What is virtue signaling? Why is it an issue? Virtue signaling is when a person or company does something just to show that they are virtuous. The term has become a pejorative in recent years because it describes giving these signals, but not doing anything substantial to back them up or keep the message going. While hundreds of companies will bring out rainbow variants of their company logos during Pride Month, they keep donating money to anti- LGBTQIA+ politicians and don’t do anything to support the LGBTQIA+ community.
The DC Pride event has several components to it. First is a 100-page anthology of 8-page stories about some of the LGBTQIA+ characters in DC Comics. Jonathan Kent, Batwoman, Nubia, Damian Wayne, Connor Hawke, and many other characters have been introduced or have come out in recent years. They’ve been appearing regularly or sporadically in different DC Comics titles, now brought together for a nice anthology.
DC Comics is also bringing out some one-offs like the young adult graphic novel, Galaxy: The Prettiest Star by Jadzia Axelrod and Jess Taylor and DC Pride: Tim Drake Special. There will be a pride version of the DC Comics logo and pride variant covers for many comic book issues throughout the month. So far, that all sounds nice, but also like virtue signaling.
Fortunately, there’s more. DC is also launching three ongoing series starring LGBTQIA+ characters: Poison Ivy, Nubia: Queen of the Amazons, and Multiversity: Teen Justice. Those three represent commitments beyond Pride Month. Here’s the real kicker, though. As far as I could gather from public information (DC did not respond to my request for comment), every creator working on that anthology identifies as part of the LGBTQIA+ community. This isn’t just throwing rainbows on books and going about business as usual. This is supporting and promoting the work of LGBTQIA+ artists and writers. This is telling LGBTQIA+ stories all year.
There are two sides to representation that are important when talking about comic books. First, it’s important for people to see themselves represented on the page. With the exception of intersex (I know we’re hard to write about, but come on!), every part of the LGBTQIA+ spectrum is represented in the anthology. Many of the characters are also BIPOC. This 100-page book is one of the most diverse I’ve ever read. People from so many walks of life, especially young people, can see themselves in capes and tights in those pages.
The other part of representation is in the creative talent. While some readers are content to read about people who look like them, some of us really want to write those stories. We need to know that people who look and sound like us can have jobs creating these stories. Over 30 creators were involved in the anthology as writers, artists, letterers, and editors. Fewer than half of them are cis men.
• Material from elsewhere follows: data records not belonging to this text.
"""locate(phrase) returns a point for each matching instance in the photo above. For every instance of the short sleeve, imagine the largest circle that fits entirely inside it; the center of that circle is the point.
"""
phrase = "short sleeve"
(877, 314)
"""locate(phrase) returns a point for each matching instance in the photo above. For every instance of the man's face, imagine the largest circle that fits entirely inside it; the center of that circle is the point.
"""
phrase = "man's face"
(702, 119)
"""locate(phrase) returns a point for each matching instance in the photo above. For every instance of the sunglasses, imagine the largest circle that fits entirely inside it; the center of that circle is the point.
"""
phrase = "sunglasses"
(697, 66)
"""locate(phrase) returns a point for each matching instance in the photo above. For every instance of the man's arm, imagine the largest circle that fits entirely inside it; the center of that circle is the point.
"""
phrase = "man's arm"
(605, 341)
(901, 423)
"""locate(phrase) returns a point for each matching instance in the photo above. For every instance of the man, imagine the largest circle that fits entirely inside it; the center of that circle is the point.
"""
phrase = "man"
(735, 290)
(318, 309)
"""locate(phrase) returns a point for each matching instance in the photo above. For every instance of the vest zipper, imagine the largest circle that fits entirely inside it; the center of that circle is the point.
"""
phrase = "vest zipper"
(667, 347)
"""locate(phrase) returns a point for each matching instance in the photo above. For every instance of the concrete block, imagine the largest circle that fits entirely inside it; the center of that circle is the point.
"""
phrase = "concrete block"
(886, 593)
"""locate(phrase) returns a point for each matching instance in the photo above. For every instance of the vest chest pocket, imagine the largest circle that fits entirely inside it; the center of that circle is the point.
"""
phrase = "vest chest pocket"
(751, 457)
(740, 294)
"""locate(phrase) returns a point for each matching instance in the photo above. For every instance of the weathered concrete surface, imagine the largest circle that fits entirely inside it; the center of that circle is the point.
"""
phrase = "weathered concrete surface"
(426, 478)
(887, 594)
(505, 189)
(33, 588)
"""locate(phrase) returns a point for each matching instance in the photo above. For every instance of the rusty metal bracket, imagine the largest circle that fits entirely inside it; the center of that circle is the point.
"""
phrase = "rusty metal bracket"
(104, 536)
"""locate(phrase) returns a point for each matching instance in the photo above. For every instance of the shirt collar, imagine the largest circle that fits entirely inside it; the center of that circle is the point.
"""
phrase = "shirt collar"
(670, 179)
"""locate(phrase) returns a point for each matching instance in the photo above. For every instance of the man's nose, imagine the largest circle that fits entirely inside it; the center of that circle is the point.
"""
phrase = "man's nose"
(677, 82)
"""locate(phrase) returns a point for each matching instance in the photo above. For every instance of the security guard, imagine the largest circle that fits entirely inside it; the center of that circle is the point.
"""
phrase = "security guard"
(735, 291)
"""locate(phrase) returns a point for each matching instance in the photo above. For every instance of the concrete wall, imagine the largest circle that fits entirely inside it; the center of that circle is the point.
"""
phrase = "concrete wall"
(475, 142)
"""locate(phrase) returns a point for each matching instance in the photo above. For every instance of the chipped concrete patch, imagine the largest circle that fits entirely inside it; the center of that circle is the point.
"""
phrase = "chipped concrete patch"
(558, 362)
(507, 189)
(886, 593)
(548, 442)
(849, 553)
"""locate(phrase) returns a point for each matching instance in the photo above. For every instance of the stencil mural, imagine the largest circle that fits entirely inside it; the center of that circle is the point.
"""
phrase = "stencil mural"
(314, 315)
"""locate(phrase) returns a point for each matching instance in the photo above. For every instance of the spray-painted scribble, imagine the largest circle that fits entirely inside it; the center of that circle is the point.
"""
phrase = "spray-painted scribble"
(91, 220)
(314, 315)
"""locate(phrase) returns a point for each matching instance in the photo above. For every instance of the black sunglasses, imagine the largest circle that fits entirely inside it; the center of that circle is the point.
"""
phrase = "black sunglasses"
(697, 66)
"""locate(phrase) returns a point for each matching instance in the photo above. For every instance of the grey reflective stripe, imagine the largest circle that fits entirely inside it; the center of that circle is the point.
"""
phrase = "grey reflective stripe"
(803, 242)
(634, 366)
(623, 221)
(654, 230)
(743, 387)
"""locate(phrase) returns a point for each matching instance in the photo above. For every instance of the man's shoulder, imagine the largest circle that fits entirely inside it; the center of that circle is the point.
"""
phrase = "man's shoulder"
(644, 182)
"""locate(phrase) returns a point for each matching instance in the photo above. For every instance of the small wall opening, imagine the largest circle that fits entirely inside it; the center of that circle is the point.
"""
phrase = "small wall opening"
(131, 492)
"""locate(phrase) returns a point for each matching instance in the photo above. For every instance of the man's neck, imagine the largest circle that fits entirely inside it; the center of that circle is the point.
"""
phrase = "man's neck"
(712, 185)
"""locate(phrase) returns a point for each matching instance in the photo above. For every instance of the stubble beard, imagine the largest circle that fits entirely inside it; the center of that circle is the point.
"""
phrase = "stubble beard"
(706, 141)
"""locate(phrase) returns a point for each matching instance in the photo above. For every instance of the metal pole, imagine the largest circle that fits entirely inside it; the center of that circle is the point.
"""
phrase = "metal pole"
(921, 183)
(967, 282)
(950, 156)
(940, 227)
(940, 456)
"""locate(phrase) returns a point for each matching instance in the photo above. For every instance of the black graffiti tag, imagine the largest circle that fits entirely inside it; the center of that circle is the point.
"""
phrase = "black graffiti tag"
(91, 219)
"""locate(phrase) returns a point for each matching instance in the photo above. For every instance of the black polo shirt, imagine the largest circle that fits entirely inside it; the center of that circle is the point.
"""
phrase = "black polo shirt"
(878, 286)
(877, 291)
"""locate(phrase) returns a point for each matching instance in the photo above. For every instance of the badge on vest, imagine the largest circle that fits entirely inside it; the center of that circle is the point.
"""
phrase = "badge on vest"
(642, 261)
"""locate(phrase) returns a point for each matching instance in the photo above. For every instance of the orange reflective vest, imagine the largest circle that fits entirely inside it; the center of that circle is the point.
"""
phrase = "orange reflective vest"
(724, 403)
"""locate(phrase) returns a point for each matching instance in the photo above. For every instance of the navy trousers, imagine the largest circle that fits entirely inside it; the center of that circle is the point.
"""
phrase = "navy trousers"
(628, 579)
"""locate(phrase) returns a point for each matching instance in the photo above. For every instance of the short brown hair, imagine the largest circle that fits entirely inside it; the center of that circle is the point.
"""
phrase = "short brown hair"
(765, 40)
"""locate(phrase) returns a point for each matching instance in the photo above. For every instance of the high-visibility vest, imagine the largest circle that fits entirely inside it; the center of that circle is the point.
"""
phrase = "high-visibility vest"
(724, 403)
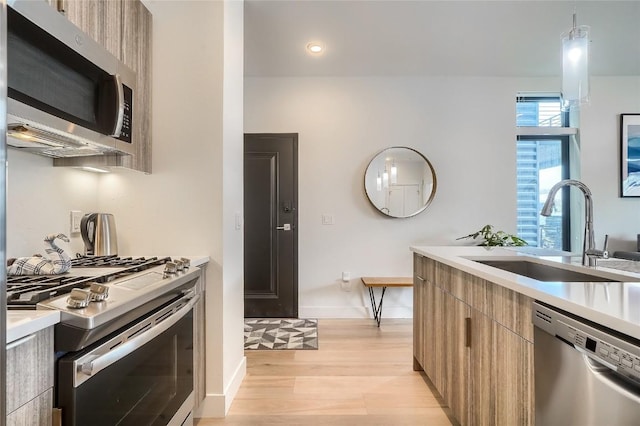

A third of these artists are BIPOC. They all told their stories and got paid to do so.
DC Comics and its parent, WarnerMedia, are also partnering with Athlete Ally, Family Equality, Human Rights Campaign, Inside Out, Mermaids, PFLAG National, and The Trevor Project. They’re paying more than lip service to LGBTQIA+ issues, putting money into these organizations as well.
It’s important to note that there are no new characters created in the pages of the DC Pride Anthology. No coming-out stories. These characters have been out in the pages of DC Comics for a while, which itself tells us that DC Pride is more than virtue signaling. LGBTQIA+ representation populates multiple titles in DC Comics from month to month, and that representation is only increasing with the start of three new series.
DC Comics still has work to do, of course. While the creative representation for the anthology is wonderful, the creative talent at DC is still largely cis men. The biggest events each year at DC are still largely driven by the same old voices. Few of these LGBTQIA+ characters are appearing in DC’s big- or small-screen adaptations thus far. And, you know, I’d like to see some intersex representation. Nevertheless, the 2022 DC Pride event is definitely more than corporate virtue signaling.